Dneprospetsstal (Дніпроспецсталь; Днепроспецсталь), known as DSS, is a Ukrainian manufacturer of special stainless steel. The company is based in Zaporizhia in southeastern Ukraine, and was founded as a state-run enterprise in . Its full name is JPrSC Electrometallurgical Works Dneprospetsstal named after A. N. Kuzmin. It is a publicly traded company.

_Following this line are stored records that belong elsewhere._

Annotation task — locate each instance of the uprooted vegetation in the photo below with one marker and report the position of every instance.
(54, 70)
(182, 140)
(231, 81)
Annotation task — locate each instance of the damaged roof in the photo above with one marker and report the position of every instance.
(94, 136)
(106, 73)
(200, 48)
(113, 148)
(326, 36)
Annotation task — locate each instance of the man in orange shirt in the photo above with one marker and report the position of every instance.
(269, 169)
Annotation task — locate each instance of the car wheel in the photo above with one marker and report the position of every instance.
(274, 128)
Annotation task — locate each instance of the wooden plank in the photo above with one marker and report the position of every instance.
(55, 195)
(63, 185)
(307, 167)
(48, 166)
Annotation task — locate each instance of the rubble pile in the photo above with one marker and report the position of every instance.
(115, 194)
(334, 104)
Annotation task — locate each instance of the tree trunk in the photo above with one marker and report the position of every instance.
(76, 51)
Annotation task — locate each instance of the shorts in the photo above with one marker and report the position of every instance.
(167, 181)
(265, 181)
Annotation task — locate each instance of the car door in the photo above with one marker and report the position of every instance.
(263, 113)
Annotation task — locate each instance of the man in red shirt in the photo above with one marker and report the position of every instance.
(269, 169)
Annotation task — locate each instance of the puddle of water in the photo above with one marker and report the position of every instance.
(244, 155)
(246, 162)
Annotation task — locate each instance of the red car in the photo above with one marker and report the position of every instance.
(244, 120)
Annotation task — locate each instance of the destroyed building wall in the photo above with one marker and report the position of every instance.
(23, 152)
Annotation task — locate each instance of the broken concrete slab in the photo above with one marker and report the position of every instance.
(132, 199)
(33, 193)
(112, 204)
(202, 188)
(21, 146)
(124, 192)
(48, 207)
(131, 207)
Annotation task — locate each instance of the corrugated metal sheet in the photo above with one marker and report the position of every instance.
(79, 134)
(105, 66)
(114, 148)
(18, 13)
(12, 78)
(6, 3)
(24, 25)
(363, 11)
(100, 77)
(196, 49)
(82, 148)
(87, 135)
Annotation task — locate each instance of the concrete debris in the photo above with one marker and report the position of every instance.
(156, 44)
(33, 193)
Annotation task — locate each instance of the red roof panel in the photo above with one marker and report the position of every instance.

Dneprospetsstal manufactures and sells metal products of stainless, tool, high-speed (including those produced by the PM-method), bearing, structural, alloyed and carbon steel grades. Dneprospetsstal manufactures over 800 steel grades of 1200 section sizes.
DSS' products are used in the manufacture of machinery parts, tools for metal and alloy machining, seamless pipes and bearings.
Company’s steel production capacities comprise steel-making shops equipped with open basic electric arc furnaces, induction furnace and electro slag re-melting (ESR) and vacuum arc re-melting (VAR) facilities.

DSS steel processing is concentrated in a rolling shop, which contains blooming mills and a few rolling mills, a forging shop, a forging press shop, a cold drawing shop and a metal finishing shop.

DSS quality management system meets the requirements of international standards. In 2008, the enterprise was certified to ISO 9001:2008. Product quality meets the requirements of GOST (CIS), ASTM, AISI (USA), EN (EU), DIN (Germany), BS (Great Britain), AFNOR (France), JIS (Japan).